Turning her attention back to Teresa, Corey said, “Stay with me. I know this is horrible for you . . .”
“Her face is stuck between my legs...”
“Who is she?” Corey asked nodding to the motionless body beneath. “A friend?”
“My roommate, Janet.” Teresa’s lips continued to move, but the squeal of sirens drowned out the sound of her voice. Corey’s legs numbed and she swayed slightly in her squatting position.
CSI arrived first, but the presence of a live victim kept them outside, waiting for instructions. The paramedics stepped carefully onto the scene, trying to balance saving Teresa and maintaining the integrity of the scene. Members of the forensic team stood waiting for instructions.
An officer returned to cut the cuffs, and soon Teresa was being lifted onto a gurney. A blanket was thrown over her naked body. Corey grabbed her hand. “Did you see who did this to you and Janet?”
A paramedic squeezed her shoulder. “We need to take her now, Detective.”
“Wait, please” Corey said. She brushed Teresa’s long blonde hair with her fingers. “Can you tell me what he looks like?”
Teresa shivered, her eyes fluttering. Sounds slipped from her white lips, noises and grunts that made no sense. Corey chewed her bottom lip and asked for a description of the killer one more time. Teresa sighed heavily then stared with hollow eyes. Corey looked to the paramedic alarmingly.
The paramedic mirrored her concern, “We’ve got to take her now Detective,” he repeated gently pushing her to the side. Corey watched them wheel her out. A crowd of neighbors had gathered outside, straining to see over the shoulders of two uniformed police officers blocking the doorway. They had to move so the gurney could pass through, leaving a window for the people to see. Gasps and “oh my God” statements whisked in, splitting the silence inside the apartment.
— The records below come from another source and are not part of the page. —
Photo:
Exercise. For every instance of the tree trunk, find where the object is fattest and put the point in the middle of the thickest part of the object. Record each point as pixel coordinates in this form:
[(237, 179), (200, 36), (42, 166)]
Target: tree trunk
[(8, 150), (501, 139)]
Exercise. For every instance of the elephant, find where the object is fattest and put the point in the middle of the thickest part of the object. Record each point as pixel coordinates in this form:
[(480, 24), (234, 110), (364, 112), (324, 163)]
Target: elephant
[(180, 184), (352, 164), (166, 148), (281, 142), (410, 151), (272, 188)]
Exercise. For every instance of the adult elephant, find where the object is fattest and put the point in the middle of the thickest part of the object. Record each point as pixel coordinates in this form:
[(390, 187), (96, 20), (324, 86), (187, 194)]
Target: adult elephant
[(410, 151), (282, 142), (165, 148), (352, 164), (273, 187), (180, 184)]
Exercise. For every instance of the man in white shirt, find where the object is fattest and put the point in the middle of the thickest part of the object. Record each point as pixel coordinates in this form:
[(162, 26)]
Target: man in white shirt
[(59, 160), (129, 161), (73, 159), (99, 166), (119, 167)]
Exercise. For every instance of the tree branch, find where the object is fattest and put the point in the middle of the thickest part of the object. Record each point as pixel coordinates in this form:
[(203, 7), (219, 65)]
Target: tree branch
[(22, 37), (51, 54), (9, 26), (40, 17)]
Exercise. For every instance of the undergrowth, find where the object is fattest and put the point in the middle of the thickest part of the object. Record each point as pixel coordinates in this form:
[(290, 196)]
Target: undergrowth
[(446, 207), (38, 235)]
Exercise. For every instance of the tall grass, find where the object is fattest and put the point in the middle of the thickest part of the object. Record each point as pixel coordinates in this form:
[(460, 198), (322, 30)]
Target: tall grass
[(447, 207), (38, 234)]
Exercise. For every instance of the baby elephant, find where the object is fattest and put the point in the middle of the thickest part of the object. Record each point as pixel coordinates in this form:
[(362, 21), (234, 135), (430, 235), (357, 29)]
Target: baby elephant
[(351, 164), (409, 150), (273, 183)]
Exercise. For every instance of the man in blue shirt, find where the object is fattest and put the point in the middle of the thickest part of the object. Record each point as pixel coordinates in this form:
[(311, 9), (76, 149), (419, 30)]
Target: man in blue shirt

Corey scowled at the mass of footprints around Janet’s body then shouted at the two uniforms at the doors. “Get these people away from the door. And I want statements taken from everyone in this building. Wake people up if you have to.”
The officer’s left and Corey stood watch at the door while CSI and other uniforms taped off an area outside the door so that no one would be able to see into the apartment from the outside. Once that was done, Corey stepped out of the way so that CSI could secure the rest of the scene, which left her standing outside waiting. It was almost unbearable, these moments hovering on the edge of action, these moments that put her even further behind a murderer.
Pulling out Britney, Corey tapped the screen and opened the text message that set this night in motion. “I have something to show you” was following by the name of an apartment complex and an apartment number. She didn’t know if it had come from Teresa or Janet’s phone, but she did know who sent it.
It was from the killer dubbed The Artist; the killer who had showing her things for months.